If you carefully plan your assignments and delegate with appropriate accountability, productivity expands exponentially. This management method will keep employees focused, motivated and respected. If the leader has hired capable employees, but doesn’t delegate, the company bottom line will suffer. Here’s how:
• Limiting Productivity: Micromanaging causes the leader to operate as a one-person business. By limiting employee delegation, the leader is probably performing part or parts of other employee jobs and still paying that employee, who is not producing. Why add staff if you refuse to let them be productive?

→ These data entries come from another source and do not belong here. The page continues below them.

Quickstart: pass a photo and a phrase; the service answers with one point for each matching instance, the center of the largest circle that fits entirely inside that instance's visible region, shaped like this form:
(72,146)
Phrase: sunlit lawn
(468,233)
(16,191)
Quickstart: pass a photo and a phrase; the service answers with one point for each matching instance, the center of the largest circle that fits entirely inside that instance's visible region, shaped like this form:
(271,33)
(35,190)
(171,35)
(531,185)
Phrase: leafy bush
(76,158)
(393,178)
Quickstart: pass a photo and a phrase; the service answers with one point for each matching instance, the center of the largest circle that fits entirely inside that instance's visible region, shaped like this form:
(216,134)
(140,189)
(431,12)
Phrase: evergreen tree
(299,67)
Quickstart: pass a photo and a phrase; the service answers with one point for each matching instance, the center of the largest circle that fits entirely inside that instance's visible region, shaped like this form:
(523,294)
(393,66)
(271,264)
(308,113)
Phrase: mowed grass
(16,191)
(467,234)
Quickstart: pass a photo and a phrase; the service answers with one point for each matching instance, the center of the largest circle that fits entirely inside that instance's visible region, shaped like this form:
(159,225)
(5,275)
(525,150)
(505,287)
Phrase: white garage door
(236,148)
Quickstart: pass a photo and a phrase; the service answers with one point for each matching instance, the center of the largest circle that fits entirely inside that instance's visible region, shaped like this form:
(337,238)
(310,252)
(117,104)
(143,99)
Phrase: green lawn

• Limiting Growth: Micromanaging causes leaders to work for the company rather than work on the company. Wasting time performing tasks that employees could handle means that the leader is not working on other activities that only she can accomplish. The ability to expand the company’s horizons is limited by busy work.
• Limited Employee Engagement: Micromanaging can suffocate employee morale. Research indicates that workers with little control of their job tasks and work environment have lower levels of productivity than those allowed to be accountable for their own work. Such micromanaging also causes a higher level of employee turnover as these individuals will develop a feeling of frustration and most likely seek employment elsewhere.
There is a fine line between leaders who delegate effectively and leaders who micromanage. Establishing a positive company culture allows leaders to build a solid company with healthy growth. Employees are there to contribute to that growth. Too many times, leaders fall into the trap of micromanaging and stifling productivity. This affects the bottom line. The profit potential is directly impacted when employees are limited in the work output.